[ENH] `covar_pop` and `covar_samp`
Is your feature request related to a problem? Please describe.
In #746 I am resolving the test_stats_aggregation integration test for our DataFusion SQL planner branch. However, I'm having trouble with the covar_pop and covar_samp functions because they perform a groupby aggregation with 2 columns, but custom Dask DataFrame aggregations are typically only done on a single column.
Describe the solution you'd like
Implement covar_pop and covar_samp to pass the tests in test_stats_aggregation.
Describe alternatives you've considered
One solution I considered was, if we're trying to compute covar_pop(y,x) or covar_samp(y,x), create a new column consisting of (y,x) tuples.

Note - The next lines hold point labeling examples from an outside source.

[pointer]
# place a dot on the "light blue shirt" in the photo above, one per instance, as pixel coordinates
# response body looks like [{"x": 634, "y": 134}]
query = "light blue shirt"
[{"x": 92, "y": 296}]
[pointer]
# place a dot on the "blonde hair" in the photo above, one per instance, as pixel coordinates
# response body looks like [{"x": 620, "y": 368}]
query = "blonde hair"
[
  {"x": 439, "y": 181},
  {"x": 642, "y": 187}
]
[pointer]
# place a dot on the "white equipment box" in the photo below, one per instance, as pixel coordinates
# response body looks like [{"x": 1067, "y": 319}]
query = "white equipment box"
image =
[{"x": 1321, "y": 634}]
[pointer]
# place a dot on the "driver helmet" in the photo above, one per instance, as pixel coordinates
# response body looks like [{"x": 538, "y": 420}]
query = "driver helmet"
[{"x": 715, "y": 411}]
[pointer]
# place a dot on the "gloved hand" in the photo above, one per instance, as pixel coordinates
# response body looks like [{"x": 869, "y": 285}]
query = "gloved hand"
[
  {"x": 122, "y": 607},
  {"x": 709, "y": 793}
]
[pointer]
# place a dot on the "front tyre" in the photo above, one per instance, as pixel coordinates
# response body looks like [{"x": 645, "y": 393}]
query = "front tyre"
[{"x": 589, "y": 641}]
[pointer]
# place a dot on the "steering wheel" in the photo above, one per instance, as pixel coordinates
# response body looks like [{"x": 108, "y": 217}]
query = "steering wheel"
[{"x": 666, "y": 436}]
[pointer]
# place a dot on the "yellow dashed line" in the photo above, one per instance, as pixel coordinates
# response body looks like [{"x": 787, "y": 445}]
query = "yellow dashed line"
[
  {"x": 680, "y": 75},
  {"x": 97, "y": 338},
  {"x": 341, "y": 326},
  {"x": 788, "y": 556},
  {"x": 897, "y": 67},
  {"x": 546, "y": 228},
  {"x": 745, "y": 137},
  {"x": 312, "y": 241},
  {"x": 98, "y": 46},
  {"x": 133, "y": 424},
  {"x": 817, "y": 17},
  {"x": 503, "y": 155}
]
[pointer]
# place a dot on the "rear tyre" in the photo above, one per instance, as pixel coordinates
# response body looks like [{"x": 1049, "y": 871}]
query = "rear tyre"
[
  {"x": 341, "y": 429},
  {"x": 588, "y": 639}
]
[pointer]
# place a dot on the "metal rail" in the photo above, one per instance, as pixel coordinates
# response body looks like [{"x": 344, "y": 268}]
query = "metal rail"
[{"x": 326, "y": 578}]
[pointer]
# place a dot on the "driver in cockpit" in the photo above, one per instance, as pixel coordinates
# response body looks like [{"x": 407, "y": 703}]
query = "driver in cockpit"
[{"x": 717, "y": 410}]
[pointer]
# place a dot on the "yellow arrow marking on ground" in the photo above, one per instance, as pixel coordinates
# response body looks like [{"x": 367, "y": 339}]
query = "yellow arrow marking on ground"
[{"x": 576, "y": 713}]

Then, when that column is passed into the custom aggregation, we can index the input as input[0] and input[1]. However, I was having trouble getting this idea to work, and I also have doubts about how efficient this approach is overall.
Additional context None.
Looking through the calcite implementation for covar_pop/samp they typically decompose the computation of these aggregations by splitting them up into multiple aggs.
For covar_pop(y,x) they create a new temporary column (xy) and then compute sum(x), sum(y), sum(xy), regr_count(x*y) followed by (sum(x*y) - sum(x)*sum(y)/regr_count(x*y) )/regr_count(x*y) also handling nulls along the way.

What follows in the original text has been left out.